April 15, 2015, may feel light-years away. But with the third quarter of 2014 soon coming to a close, taking stock of your small business’ financial situation now could save you money on taxes, says Jack Klosterman, a tax specialist and IRS enrolled agent in Laguna Niguel, California. These six steps can get new small business owners ahead.
Keep good records.
As a small business owner, you should already be keeping close tabs on your income, deposits and expenses, but if not, start today. “A lot of small business owners guesstimate or keep records in their heads,” Klosterman says. You should have a separate checking account for your business (rather than using your personal account), and your records can be as simple as an Excel spreadsheet or software such as QuickBooks. “You’re saving money because you’re accounting for all of your legitimate deductions,” Klosterman says.
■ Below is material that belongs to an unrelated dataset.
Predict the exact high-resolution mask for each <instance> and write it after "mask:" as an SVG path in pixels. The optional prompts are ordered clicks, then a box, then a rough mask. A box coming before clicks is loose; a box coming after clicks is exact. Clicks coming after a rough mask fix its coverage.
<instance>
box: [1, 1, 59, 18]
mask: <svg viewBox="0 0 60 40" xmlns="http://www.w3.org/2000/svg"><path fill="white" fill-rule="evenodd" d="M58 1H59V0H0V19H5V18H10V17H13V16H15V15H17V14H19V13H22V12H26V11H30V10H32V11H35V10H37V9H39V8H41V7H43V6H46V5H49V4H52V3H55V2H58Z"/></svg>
On the other hand, if you have to go back and fill in shoddy records, you’ll likely end up paying more in taxes than you truly owe.
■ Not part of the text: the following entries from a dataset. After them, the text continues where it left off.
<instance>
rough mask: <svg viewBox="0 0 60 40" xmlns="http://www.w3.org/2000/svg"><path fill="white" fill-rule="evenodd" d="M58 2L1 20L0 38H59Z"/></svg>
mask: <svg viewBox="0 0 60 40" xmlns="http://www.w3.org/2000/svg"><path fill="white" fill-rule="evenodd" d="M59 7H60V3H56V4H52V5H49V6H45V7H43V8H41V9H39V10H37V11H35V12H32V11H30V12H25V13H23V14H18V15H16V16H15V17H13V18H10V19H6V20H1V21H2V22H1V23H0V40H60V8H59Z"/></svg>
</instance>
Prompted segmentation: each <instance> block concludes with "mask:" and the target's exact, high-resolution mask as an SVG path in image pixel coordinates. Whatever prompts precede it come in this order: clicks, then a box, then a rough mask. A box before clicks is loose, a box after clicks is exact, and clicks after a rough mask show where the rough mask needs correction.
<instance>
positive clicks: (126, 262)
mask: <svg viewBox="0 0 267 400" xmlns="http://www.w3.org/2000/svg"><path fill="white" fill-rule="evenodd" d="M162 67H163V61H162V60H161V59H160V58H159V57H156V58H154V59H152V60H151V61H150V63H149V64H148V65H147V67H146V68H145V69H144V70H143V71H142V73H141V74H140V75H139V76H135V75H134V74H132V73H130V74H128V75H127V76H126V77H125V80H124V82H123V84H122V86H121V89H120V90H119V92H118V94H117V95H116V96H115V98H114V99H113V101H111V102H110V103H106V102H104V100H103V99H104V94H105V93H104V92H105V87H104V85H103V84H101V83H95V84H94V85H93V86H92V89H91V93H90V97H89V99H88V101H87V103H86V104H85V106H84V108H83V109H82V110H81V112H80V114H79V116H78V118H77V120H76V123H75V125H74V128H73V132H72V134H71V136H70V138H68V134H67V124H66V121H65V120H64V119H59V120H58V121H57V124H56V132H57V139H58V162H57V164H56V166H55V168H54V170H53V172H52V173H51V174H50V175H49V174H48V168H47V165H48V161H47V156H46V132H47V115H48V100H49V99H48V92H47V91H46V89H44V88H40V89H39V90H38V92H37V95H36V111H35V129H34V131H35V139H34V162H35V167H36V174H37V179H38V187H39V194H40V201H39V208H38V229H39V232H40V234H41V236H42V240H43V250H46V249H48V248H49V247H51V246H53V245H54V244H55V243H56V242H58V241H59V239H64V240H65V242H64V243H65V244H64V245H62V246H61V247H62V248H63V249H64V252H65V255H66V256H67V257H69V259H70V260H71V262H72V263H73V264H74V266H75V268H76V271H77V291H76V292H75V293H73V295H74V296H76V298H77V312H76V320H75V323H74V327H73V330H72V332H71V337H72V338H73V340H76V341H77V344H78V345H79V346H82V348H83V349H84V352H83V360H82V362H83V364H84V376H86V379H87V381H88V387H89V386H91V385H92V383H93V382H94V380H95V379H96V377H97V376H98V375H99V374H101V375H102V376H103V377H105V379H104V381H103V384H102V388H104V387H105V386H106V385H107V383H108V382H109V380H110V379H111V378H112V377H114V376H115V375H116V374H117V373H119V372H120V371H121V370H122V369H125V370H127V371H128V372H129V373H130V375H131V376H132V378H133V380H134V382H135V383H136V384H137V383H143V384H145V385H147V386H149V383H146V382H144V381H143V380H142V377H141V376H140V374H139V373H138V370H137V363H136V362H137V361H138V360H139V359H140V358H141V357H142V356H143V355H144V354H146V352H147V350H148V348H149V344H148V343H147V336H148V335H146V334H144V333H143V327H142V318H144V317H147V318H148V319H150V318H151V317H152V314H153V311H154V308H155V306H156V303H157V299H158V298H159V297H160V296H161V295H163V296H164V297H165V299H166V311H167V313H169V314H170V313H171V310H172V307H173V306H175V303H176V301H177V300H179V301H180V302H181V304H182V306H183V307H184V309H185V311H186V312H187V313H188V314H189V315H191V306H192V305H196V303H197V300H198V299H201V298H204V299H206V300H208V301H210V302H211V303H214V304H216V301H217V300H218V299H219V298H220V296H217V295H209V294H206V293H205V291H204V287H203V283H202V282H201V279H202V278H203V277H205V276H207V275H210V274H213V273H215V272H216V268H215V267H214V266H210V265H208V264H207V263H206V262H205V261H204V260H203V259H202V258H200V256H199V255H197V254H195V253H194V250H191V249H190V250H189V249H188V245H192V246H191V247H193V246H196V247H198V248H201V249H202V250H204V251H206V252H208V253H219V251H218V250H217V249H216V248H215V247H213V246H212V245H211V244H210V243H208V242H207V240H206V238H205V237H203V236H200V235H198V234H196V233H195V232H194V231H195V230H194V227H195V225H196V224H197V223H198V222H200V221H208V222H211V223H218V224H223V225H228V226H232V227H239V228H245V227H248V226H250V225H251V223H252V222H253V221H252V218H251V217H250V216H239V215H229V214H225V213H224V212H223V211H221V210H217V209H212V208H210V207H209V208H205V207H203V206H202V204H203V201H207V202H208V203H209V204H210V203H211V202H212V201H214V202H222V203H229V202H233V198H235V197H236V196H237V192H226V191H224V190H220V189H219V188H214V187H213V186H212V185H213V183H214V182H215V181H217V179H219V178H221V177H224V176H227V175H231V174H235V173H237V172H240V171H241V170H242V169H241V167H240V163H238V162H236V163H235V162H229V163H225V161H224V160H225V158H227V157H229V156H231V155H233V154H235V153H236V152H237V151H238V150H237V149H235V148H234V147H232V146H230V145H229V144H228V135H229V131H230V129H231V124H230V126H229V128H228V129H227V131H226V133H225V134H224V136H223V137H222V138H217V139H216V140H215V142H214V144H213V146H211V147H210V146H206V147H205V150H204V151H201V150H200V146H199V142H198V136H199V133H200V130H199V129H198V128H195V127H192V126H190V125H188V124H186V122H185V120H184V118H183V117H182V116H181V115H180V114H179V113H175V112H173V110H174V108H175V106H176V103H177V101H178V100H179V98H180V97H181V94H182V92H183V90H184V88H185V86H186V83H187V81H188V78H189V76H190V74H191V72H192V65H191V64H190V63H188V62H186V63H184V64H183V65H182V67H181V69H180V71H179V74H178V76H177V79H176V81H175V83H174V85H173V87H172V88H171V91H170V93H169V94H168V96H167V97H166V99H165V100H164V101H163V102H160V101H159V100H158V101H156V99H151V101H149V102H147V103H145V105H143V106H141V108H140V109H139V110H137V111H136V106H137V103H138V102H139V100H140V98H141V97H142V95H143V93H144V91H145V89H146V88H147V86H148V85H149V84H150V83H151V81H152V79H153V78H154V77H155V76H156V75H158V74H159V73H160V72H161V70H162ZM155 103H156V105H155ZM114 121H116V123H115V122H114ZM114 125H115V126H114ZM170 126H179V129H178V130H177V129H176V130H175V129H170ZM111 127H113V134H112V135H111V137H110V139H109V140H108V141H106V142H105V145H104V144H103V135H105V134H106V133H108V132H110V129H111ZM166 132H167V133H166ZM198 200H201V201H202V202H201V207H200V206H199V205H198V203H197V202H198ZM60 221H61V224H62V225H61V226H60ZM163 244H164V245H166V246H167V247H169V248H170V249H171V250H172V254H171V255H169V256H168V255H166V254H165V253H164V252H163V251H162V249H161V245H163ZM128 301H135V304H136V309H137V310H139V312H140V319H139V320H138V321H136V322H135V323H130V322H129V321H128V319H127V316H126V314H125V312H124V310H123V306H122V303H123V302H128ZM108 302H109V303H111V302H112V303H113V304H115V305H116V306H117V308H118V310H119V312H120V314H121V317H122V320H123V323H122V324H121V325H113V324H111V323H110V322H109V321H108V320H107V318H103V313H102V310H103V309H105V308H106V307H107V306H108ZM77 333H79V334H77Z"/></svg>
Once you have a solid record of your profits and losses for the first six months of the year, compare these numbers to last year’s to determine whether your business is performing better, worse or about the same. Check out IRS.gov to estimate how much you’ll pay in taxes. Once you know approximately how much you’ll owe, you can send in estimated payments, which can keep you from having to pay penalties later on.
Take stock of personal expenses.
If you run a sole proprietorship, partnership, LLC or S corporation, your actions outside of work—such as buying or selling a home—could affect your taxes. For example, you could save money if you bought a home since you can claim deductions for your mortgage interest and property tax.
Don’t forget the little things.
Seemingly small expenses you incur for the job, such as the occasional tank of gas, add up to a tax deduction to the tune of 50 cents per mile. If you travel for work, Klosterman suggests keeping a notebook in your car to record the date, odometer readings and total miles driven on each trip. There are also a multitude of affordable mileage tracker apps. “You have to be able to substantiate it,” he says. “The tax preparer is required to see it to get you the deduction.”
Make estimated payments.
Nearly all business owners, unless they make less than a few hundred dollars a year, should be making quarterly estimated payments. The previous year’s tax bill is a good rule of thumb, Klosterman says: “If you estimate 100 percent of the previous year’s tax bill or 90 percent of the tax to be shown on your 2014 tax return, you won’t get hit with penalties or interest if you owe a little bit when you file your return.”
Hire a pro.
If there are big changes in your business or if keeping the books yourself is too time-consuming, consider hiring a bookkeeper or accountant, or working with a CPA or enrolled agent. These professionals can be hired on an hourly basis to provide as little or as much help as you need and are experts at spotting areas for tax deductions.